The images, taken by ImageSat International (ISI) this past week, allegedly shown construction activity of permanent infrastructure 2.6 kms west of the official Al Bukamal Al-Qaim border crossing between the two countries.
While the border crossing has been inactive, the area is under the control of pro-Iranian Shiite militias who are handled by Iran’s Revolutionary Guard Corp’s Quds force and have been putting in work and resources into building a new active one.
In one image a new wide square measuring 270×165 meters has been under construction for the past three months and will probably be used as a storage compound for vehicles, equipment and possibly weapons.
(photo credit: IMAGESAT INTERNATIONAL (ISI))
A neighboring structure was said to have been built at the end of 2018.
In another image a site is seen flattened inside a compound probably controlled by Iran’s Shiite militias. The site was bombed on June 18 2018 and debris has since been removed. Two weeks later an Iranian intelligence delegation and the deputy leader from the Iraqi Shiite Popular Mobilization Committee militia Abu Mahdi Muhandis visited the site.

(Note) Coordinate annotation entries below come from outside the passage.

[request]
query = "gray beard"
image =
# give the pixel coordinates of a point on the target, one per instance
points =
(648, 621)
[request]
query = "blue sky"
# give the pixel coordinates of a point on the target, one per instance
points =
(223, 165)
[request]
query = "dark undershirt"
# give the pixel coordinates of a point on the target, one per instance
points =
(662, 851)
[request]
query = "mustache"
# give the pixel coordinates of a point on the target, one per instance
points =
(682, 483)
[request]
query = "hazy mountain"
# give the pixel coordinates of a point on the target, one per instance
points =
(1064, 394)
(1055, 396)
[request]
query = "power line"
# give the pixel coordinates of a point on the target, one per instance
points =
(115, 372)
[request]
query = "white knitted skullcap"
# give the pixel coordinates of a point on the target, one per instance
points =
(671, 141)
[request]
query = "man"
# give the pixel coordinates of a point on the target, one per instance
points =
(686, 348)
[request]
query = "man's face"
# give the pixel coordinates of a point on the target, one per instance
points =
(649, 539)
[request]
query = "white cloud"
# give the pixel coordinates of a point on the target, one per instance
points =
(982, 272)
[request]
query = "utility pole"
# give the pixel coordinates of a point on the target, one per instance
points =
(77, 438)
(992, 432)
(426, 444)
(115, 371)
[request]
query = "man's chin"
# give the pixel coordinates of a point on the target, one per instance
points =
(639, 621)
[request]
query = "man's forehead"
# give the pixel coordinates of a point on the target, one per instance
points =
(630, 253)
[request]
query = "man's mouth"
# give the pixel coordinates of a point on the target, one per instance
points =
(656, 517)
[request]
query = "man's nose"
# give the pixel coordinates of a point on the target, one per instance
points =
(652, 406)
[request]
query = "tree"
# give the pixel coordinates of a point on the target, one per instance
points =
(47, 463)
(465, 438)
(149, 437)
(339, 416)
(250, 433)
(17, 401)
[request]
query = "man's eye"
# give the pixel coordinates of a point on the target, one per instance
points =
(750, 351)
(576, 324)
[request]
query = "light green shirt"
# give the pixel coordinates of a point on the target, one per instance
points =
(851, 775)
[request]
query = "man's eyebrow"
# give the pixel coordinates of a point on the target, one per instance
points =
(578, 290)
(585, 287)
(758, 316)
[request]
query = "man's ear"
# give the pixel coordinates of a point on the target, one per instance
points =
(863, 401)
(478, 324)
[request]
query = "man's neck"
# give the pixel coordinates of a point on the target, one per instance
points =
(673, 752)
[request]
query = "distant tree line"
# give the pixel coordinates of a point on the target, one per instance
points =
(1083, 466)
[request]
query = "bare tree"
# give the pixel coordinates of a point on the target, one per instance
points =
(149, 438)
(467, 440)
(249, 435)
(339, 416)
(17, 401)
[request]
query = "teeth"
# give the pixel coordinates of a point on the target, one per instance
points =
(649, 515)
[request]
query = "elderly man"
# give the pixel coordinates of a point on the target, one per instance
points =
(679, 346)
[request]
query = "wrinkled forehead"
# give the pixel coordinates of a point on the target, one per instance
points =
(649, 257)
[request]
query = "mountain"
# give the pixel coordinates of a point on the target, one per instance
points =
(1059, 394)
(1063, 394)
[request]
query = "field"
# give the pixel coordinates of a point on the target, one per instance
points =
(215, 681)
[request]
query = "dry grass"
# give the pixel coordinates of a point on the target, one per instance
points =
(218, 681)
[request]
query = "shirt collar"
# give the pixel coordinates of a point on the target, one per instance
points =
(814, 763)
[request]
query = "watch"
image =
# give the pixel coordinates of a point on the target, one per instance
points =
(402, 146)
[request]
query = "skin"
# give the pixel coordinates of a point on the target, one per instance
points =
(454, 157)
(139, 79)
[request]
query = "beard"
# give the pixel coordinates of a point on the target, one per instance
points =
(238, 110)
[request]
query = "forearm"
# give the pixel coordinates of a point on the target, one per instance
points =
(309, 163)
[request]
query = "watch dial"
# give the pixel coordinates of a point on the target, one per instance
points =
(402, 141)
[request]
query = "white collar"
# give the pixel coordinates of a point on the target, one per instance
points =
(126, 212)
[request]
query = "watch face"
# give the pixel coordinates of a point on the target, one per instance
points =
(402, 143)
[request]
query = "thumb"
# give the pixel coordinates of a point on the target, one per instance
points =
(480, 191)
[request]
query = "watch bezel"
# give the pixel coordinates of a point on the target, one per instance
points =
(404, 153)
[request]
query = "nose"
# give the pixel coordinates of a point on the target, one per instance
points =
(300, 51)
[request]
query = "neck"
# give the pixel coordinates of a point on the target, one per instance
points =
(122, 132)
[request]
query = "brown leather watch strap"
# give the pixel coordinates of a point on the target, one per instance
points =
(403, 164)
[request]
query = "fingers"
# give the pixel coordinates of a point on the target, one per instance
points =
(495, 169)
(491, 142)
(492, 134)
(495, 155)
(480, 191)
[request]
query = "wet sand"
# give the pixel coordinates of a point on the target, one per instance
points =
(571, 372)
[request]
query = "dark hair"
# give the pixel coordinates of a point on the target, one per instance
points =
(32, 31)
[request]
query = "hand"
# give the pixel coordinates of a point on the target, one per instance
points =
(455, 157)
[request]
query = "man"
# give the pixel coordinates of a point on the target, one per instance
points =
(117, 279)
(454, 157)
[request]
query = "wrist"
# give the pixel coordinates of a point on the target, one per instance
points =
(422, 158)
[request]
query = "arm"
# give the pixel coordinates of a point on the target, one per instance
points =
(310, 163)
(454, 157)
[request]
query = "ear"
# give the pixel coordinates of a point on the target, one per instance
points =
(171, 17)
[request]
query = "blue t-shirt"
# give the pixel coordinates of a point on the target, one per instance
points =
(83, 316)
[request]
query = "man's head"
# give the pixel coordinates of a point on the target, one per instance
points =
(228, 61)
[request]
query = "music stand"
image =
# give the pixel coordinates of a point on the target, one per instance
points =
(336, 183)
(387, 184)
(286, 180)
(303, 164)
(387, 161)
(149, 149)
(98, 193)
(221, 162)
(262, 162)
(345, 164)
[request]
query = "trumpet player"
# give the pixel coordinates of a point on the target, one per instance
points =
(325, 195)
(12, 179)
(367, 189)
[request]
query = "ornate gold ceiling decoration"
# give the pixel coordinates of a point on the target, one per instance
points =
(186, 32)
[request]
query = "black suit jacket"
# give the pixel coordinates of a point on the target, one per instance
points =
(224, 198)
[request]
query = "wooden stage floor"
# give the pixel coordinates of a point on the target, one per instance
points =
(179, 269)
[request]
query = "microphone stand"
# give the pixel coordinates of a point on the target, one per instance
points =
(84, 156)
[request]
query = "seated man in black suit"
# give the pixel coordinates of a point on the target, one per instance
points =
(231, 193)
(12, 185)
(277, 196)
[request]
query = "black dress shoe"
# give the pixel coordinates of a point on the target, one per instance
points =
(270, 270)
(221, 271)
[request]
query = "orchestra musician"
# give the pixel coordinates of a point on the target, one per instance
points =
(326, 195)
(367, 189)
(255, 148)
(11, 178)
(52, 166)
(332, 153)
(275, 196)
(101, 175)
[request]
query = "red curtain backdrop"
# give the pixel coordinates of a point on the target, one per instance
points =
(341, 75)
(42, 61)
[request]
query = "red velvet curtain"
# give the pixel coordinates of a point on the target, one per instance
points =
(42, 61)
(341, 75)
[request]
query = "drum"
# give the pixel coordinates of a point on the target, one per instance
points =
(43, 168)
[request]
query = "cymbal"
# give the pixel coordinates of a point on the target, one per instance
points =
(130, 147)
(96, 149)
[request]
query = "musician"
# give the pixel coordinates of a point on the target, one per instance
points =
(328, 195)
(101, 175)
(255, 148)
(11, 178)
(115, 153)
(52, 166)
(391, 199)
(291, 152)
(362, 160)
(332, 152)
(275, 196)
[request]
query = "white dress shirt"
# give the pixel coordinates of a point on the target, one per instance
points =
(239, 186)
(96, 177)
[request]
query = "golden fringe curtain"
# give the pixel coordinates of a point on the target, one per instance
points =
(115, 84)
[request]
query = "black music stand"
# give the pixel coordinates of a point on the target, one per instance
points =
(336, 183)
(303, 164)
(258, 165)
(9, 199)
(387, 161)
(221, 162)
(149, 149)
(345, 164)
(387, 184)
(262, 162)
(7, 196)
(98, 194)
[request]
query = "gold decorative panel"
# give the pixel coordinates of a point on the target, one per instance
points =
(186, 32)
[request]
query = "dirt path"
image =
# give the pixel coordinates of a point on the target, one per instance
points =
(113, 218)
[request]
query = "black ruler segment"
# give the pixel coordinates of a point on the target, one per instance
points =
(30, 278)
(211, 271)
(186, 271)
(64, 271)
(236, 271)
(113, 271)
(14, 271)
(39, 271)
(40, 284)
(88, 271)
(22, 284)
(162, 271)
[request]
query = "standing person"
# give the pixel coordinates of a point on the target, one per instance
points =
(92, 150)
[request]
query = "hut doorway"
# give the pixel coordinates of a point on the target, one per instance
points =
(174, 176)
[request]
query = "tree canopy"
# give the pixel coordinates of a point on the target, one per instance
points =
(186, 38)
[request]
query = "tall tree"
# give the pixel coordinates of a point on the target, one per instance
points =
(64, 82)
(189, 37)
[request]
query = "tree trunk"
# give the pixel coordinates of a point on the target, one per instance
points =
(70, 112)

The new infrastructures, which cross the border, will probably serve to transfer equipment, civilian as well as military, such as weapons.
According to ISI’s assessment, “tithout Syrian supervision, Iranian allies in Lebanon and Syria such as Hezbollah get a logistic channel, run by the Shiite militias and Iran,” ISI said, adding that “the foundation is part of the Iranian effort to establish the 1200 km length land bridge from Tehran to the Mediterranean.”
Both Israel and the US have warned that Iran and their proxy militias are the biggest threats to peace in the region and hope to weaken Iran’s growing influence across the Middle East and Persian Gulf.
Considered as the head of a snake, Israel has warned repeatedly that it would not allow for an Iranian presence in Syria and has admitted to hundreds of airstrikes to prevent the transfer of weapons such as ammunition to surface-to-air missile kits to Hezbollah in Lebanon the entrenchment of its forces on the Golan.
It is believed that Iran will attempt to entrench itself in Iraq, a mainly Shia Muslim country, as it did in Syria where they have managed to establish, shape and consolidate a solid parallel security structure in the country.
While there have been no reports of strikes in Iraq attributed to Israel, the Jewish State is reported to be behind an airstrike on the Syrian-Iraqi border last year near Al-Bukamal which killed 22 members of a Shiite militia.
Iraqi troops have been working with the Hashd al-Shaabi (also known as Popular Mobilization Forces) militia fighters in the fight against IS militants in the country. The PMF, militias who were incorporated into Iraq’s security apparatus in 2016 to fight against the Islamic State group along with Iraqi and Kurdish forces, are directly financed and equipped by Iran.